Online radio station

Pure Dance is a British online radio station specialising in dance music.

== History ==
Originally active in the early 2000s, Pure Dance broadcast on satellite television and online via Windows Media Audio, RealPlayer, and mp3PRO streams. Typical music included trance, hardcore, house, and club music. Presenters included Warren Street, Dan Wood, Matt Forest, Ryan Morrison, Ben & Nixxi, Stu Allan, Billy 'Daniel' Bunter, Slipmatt, Lisa Lashes, Agnelli & Nelson, and Warp Brothers.

The station relaunched in mid-2024 and now broadcasts 24/7 online and via smart speakers, with plans to expand to small-scale DAB across the UK in 2025.

=== Closure ===
In November 2005, Pure Dance was put up for sale by its owners. It was reported at the time that the station had "a regular audience of nearly one million listeners every month, primarily in the 16–30 year old age group".

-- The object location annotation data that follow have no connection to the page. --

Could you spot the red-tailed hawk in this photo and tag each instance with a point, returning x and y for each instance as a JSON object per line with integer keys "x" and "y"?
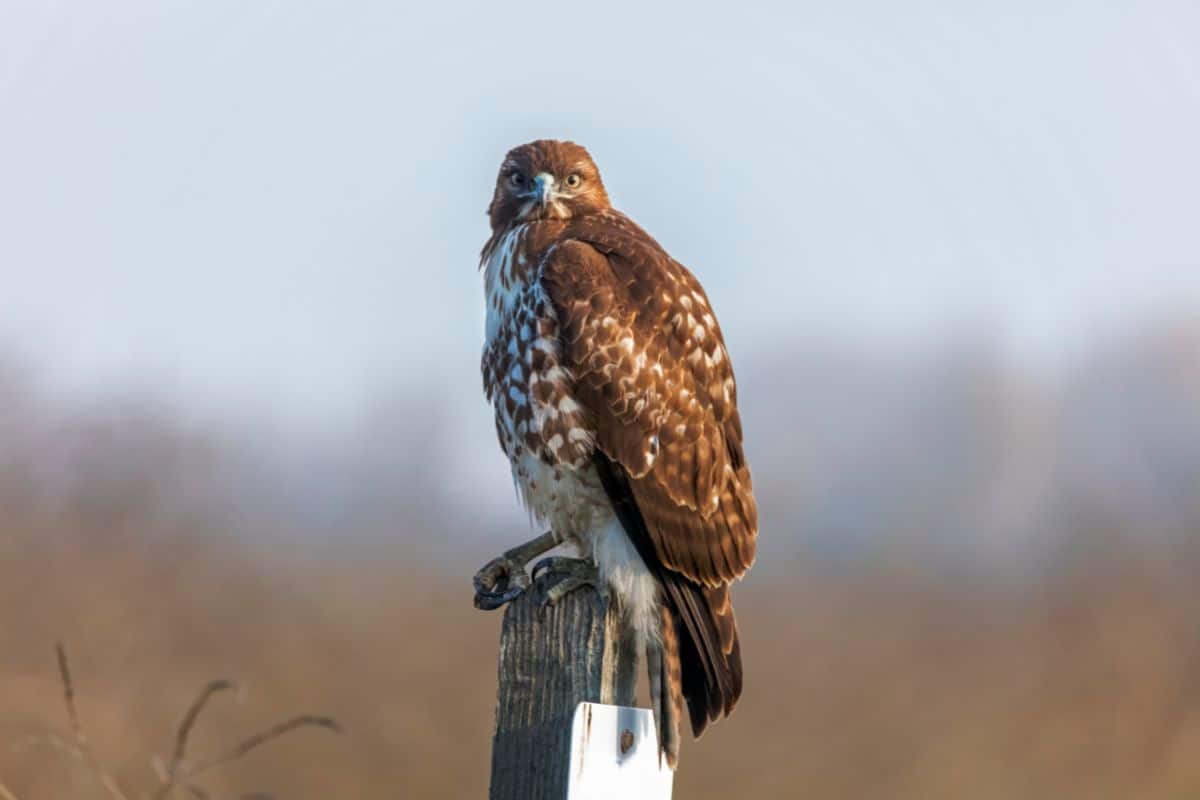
{"x": 615, "y": 401}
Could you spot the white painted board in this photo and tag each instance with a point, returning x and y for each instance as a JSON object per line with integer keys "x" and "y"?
{"x": 615, "y": 753}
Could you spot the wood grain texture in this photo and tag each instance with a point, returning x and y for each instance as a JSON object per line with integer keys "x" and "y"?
{"x": 551, "y": 660}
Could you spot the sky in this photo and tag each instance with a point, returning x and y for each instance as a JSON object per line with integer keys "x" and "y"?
{"x": 279, "y": 205}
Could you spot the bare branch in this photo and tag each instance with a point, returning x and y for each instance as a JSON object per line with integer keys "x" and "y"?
{"x": 185, "y": 729}
{"x": 262, "y": 738}
{"x": 82, "y": 745}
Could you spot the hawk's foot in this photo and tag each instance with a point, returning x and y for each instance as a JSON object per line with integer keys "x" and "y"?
{"x": 557, "y": 576}
{"x": 499, "y": 582}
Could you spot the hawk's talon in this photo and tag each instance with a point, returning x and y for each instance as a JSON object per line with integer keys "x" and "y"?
{"x": 558, "y": 576}
{"x": 501, "y": 581}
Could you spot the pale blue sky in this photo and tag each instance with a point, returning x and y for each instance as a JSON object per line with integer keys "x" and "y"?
{"x": 279, "y": 205}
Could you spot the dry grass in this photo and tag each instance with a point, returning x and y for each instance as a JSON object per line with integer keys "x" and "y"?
{"x": 881, "y": 686}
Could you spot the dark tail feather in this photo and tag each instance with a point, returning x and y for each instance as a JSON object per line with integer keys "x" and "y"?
{"x": 702, "y": 620}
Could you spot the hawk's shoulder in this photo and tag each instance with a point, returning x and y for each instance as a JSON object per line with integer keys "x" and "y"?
{"x": 651, "y": 368}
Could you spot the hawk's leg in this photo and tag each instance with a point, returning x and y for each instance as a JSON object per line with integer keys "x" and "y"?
{"x": 504, "y": 578}
{"x": 563, "y": 576}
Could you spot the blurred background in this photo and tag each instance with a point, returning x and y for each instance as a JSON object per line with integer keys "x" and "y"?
{"x": 957, "y": 259}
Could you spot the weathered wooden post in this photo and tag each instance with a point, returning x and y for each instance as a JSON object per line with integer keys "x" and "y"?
{"x": 563, "y": 729}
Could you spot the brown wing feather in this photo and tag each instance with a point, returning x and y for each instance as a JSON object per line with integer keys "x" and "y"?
{"x": 652, "y": 372}
{"x": 651, "y": 367}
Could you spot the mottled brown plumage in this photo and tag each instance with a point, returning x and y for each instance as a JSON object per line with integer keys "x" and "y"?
{"x": 615, "y": 395}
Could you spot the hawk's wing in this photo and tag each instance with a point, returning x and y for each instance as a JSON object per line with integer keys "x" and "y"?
{"x": 652, "y": 372}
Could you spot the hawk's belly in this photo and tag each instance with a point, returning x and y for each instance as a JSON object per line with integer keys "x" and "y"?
{"x": 541, "y": 427}
{"x": 546, "y": 433}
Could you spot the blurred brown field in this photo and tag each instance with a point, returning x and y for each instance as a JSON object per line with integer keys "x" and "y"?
{"x": 1084, "y": 684}
{"x": 972, "y": 583}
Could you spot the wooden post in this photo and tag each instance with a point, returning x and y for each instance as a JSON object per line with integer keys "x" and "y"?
{"x": 552, "y": 660}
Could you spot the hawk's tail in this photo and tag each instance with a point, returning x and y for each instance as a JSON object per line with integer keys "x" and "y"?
{"x": 697, "y": 620}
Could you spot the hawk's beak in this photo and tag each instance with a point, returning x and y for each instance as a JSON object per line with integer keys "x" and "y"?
{"x": 544, "y": 188}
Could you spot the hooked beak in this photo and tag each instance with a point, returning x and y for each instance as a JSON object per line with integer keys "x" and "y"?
{"x": 544, "y": 188}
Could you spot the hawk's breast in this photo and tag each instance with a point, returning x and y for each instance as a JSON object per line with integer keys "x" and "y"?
{"x": 540, "y": 425}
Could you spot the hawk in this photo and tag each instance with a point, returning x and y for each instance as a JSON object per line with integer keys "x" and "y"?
{"x": 616, "y": 404}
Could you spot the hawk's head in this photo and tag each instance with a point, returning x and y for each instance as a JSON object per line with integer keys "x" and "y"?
{"x": 546, "y": 180}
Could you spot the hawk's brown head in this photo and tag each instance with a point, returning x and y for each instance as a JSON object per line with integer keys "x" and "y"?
{"x": 546, "y": 180}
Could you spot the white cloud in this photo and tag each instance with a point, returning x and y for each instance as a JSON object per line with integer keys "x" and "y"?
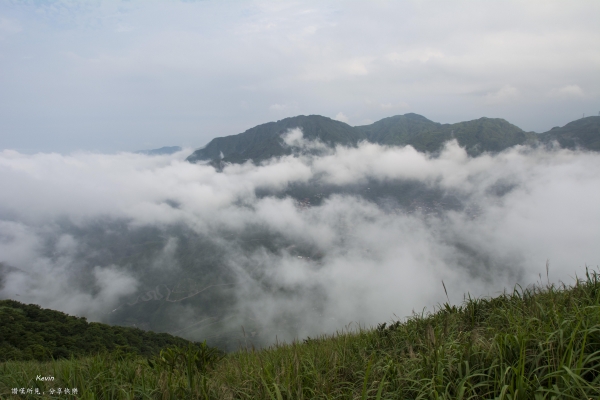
{"x": 504, "y": 95}
{"x": 377, "y": 258}
{"x": 341, "y": 117}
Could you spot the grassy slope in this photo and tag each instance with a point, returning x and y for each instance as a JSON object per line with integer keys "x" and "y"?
{"x": 535, "y": 343}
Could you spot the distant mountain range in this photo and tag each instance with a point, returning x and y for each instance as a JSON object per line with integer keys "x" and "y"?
{"x": 477, "y": 136}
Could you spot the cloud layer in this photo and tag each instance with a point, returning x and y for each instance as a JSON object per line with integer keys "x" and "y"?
{"x": 379, "y": 230}
{"x": 112, "y": 76}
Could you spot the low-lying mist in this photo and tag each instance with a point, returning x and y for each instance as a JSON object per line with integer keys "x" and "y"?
{"x": 293, "y": 247}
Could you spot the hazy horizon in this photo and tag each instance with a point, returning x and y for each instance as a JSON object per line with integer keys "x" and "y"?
{"x": 113, "y": 76}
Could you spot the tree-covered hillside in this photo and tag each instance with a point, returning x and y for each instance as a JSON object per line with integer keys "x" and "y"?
{"x": 264, "y": 141}
{"x": 582, "y": 133}
{"x": 29, "y": 332}
{"x": 477, "y": 136}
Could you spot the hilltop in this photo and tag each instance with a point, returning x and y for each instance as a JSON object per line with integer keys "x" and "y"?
{"x": 534, "y": 343}
{"x": 29, "y": 332}
{"x": 477, "y": 136}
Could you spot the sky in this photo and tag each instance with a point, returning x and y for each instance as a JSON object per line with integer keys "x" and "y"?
{"x": 109, "y": 76}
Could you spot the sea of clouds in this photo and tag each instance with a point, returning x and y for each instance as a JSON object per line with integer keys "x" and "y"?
{"x": 370, "y": 260}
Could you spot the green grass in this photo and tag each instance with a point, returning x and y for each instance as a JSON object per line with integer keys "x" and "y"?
{"x": 535, "y": 343}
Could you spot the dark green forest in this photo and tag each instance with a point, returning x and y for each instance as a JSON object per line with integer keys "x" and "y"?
{"x": 29, "y": 332}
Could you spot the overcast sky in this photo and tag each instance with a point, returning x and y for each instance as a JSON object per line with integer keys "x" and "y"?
{"x": 118, "y": 76}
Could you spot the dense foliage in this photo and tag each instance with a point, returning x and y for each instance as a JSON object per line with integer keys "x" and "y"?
{"x": 534, "y": 343}
{"x": 29, "y": 332}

The station began falling silent for long periods in January 2006, with its website and web streams going offline. It was removed from the Sky EPG in early 2006 after over two weeks of silence.

=== Relaunch ===
In April 2024, archived shows from the original station were posted to Mixcloud, and Pure Dance relaunched later that year as an online station operated by Pure Dance (Radio) Limited, holding an Ofcom Digital Sound Programme licence. In September 2025 it launched on small-scale DAB in Milton Keynes and Loughborough, and is also carried on Radioplayer, TuneIn and smart speakers.